![UN FARO FORA IL RAZZISMO DI UN FORNO [Bozzetto 26] UN FARO FORA IL RAZZISMO DI UN FORNO [Bozzetto 26]](https://www.romacampodeifiori.academy/wp-content/uploads/2025/03/about_blank_73.gif)
![UN FARO FORA IL RAZZISMO DI UN FORNO [Bozzetto 26] UN FARO FORA IL RAZZISMO DI UN FORNO [Bozzetto 26]](https://www.romacampodeifiori.academy/wp-content/uploads/2025/03/about_blank_73.gif)
*
*
DI WALTER GALASSO

Lorenzo Magno è un emigrante che ha lasciato l’adorata patria in cerca di fortuna altrove, sentendosi nella partenza come un falco pellegrino costretto in un circo a volare lentamente, in una performante tortura indoor, da un punto a un altro.
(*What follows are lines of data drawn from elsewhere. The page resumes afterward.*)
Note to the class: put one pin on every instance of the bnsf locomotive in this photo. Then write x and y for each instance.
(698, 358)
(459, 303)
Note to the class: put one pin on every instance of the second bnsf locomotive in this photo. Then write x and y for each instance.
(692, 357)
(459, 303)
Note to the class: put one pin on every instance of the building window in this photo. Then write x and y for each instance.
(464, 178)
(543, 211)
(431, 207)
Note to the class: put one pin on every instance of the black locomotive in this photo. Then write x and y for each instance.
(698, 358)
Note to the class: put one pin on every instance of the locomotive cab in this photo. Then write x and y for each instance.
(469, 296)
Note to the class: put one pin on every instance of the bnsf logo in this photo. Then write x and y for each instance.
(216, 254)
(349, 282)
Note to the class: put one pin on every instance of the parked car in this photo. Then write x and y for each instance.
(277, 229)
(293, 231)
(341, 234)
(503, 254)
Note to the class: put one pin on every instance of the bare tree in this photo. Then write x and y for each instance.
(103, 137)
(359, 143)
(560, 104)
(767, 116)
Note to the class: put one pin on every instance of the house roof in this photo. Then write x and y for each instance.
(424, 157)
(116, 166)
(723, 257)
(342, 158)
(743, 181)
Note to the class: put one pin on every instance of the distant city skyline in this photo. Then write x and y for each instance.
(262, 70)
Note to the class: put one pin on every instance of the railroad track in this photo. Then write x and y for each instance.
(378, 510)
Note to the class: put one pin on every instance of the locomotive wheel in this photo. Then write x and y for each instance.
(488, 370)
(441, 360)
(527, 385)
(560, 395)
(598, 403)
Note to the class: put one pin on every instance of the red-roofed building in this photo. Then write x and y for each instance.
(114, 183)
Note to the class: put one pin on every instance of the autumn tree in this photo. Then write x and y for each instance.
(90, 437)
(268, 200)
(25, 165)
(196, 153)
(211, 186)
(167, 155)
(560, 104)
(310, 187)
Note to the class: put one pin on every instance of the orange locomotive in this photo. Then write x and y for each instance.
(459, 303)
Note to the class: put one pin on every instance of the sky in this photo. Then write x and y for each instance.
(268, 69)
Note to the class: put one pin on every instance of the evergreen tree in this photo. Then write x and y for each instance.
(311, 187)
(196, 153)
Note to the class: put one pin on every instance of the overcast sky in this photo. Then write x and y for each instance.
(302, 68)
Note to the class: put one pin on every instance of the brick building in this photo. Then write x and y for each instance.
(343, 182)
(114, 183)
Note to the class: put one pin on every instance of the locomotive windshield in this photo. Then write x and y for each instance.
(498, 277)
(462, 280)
Era pieno di entusiasmo ma in un rito non vincente, aveva ali ma qualcosa, un non so che di antagonistico, gli sembrava, mannaggia!, che potesse tarparle. Pessimista? No, tutt’altro, però anche l’ottimismo ha mille volti, e talvolta può implicare qualche paradossale disagio.
Approdato nella nuova residenza, dopo aver cambiato latitudine e longitudine come un’indefessa pittima minore, ha attraversato, nella sua nuova dimensione esistenziale, una prima fase di semidisagio, un arco cronologico in cui la sua psiche ha ospitato la sensazione di essere un pesce fuor d’oceano, un umano cavolo a merenda, un corpo estraneo -microcosmo claudicante- in mezzo a un macrocosmo troppo esotico.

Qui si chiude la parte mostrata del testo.